But there are other powerful reasons to support our view that race intermixture is not the only way to Americanize the Japanese. And this we find in the strong influence of environment on the physical and mental make-up of man. Perhaps the most significant anthropological contribution of recent times is the establishment of the truth that race is not a fixed thing, but that it is a changeable thing; changeable according to the conditions of environment. Professor Boas, a recognized authority on anthropology, found, in a strictly scientific investigation concerning the changes in bodily form of immigrants and their descents in America, that aliens change considerably in physical form after they come to America. His conclusions are:
The investigation has shown much more than was anticipated, and the results, so far as worked out, may be summarized as follows:
The head form, which has always been considered as one of the most stable and permanent characteristics of human races, undergoes far-reaching changes due to the transfer of races of Europe to American soil.
The influence of American environment upon the descendants of immigrants increases with the time that the immigrants have lived in this country before the birth of their children.
The differences in type between the American-born descendant of the immigrant and the European-born immigrant develop in early childhood and persist throughout life.
Among the East European Hebrews the American environment, even in the congested parts of the city, has brought about a general more favorable development of the race, which is expressed in the increased height of body (stature) and the weight of the children.
There are not only decided changes in the rate of development of immigrants, but there is also a far-reaching change in the type—a change which cannot be ascribed to selection or mixture, but which can only be explained as due directly to the influence of environment. We are, therefore, compelled to draw the conclusion that if these traits change under the influence of environment, presumably none of the characteristics of the human types that come to America remain stable.[49]
A very similar result has been reached by Dr. Fishberg in his study[50] of the Jews in America, in which he found that the physical features of the Jews in the United States are changing considerably as the result of change in social elements.
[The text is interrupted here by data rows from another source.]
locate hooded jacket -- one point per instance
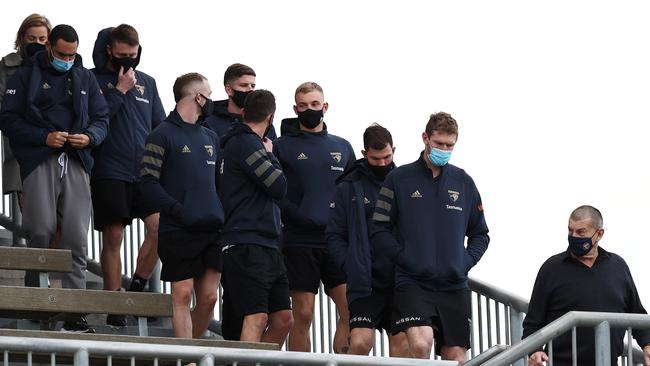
(221, 120)
(421, 223)
(132, 116)
(311, 161)
(26, 116)
(348, 242)
(251, 182)
(179, 176)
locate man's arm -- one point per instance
(12, 114)
(153, 161)
(337, 227)
(384, 220)
(477, 230)
(97, 113)
(259, 163)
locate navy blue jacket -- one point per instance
(422, 222)
(133, 116)
(251, 181)
(311, 161)
(179, 176)
(22, 117)
(348, 242)
(221, 120)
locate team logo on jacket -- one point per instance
(453, 195)
(336, 156)
(209, 149)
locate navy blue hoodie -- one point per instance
(221, 120)
(133, 115)
(179, 176)
(422, 222)
(33, 107)
(348, 242)
(311, 161)
(251, 182)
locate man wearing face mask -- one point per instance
(53, 114)
(179, 179)
(312, 160)
(424, 212)
(135, 110)
(585, 277)
(238, 82)
(370, 275)
(30, 39)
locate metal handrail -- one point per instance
(563, 325)
(82, 350)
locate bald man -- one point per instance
(585, 277)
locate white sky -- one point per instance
(551, 96)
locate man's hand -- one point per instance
(79, 140)
(56, 139)
(268, 144)
(537, 359)
(125, 80)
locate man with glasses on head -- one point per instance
(424, 212)
(53, 114)
(585, 277)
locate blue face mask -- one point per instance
(61, 65)
(439, 157)
(580, 246)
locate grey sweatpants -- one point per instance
(58, 191)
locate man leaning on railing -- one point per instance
(586, 278)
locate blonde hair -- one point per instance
(34, 20)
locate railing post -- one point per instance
(516, 331)
(81, 357)
(603, 351)
(207, 360)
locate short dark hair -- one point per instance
(376, 137)
(184, 83)
(442, 122)
(64, 32)
(235, 71)
(259, 105)
(124, 33)
(588, 212)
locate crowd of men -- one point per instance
(224, 200)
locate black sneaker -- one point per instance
(116, 320)
(78, 326)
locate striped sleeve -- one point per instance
(384, 220)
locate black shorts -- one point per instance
(374, 311)
(307, 266)
(255, 281)
(117, 202)
(447, 312)
(186, 255)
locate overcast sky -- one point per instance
(551, 96)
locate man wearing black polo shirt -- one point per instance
(424, 212)
(585, 277)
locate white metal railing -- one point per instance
(60, 351)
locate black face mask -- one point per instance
(380, 171)
(310, 118)
(32, 48)
(207, 108)
(240, 97)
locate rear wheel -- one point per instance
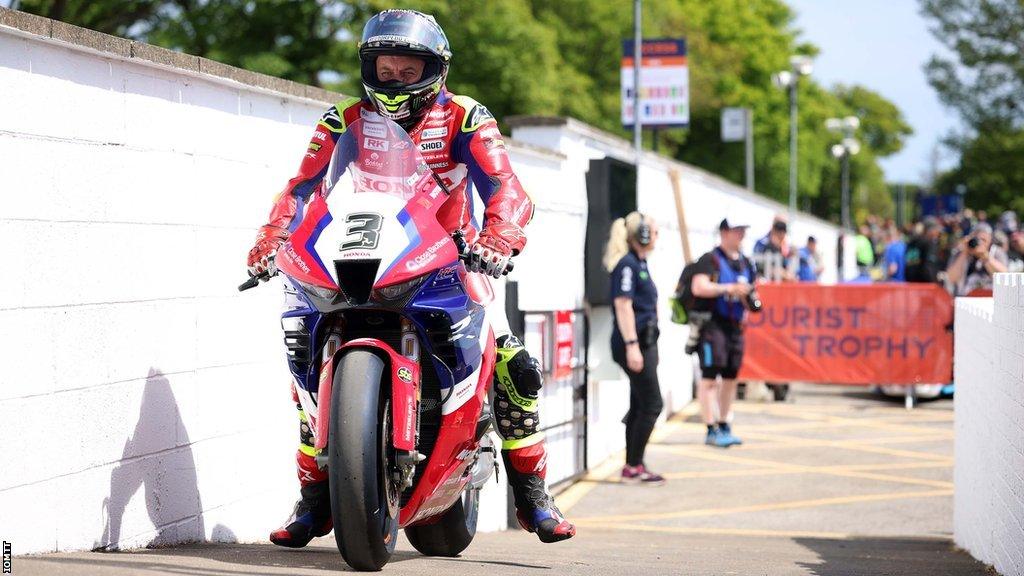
(364, 499)
(453, 532)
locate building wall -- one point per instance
(988, 479)
(707, 200)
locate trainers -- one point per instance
(640, 475)
(310, 519)
(718, 439)
(727, 430)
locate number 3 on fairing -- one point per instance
(365, 228)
Because of lack of scientifically established data pertaining to the physical change of Japanese descendants in America, we forbear from making any bold assertion on that topic. Yet, even to the casual observer, it seems almost undeniable that American-born Japanese children are fast departing from the type which their parents represent, thus corroborating the truth discovered by scientists. The Japanese Educational Association of San Francisco once conducted an extensive physical examination of Japanese children in twenty different grammar schools in California, and found (1) that they are generally superior in physical development to children of corresponding ages in Japan; (2) that in height they are from one to two inches taller than children in Nippon; (3) that in weight they are from three to seven pounds heavier; (4) that they have fairer skin when compared with that of their parents born in Japan; (5) that their hair is dark brown and not jet black, as is that of their parents; and (6) that their general posture is much better than that commonly seen among the children of Japan.[51]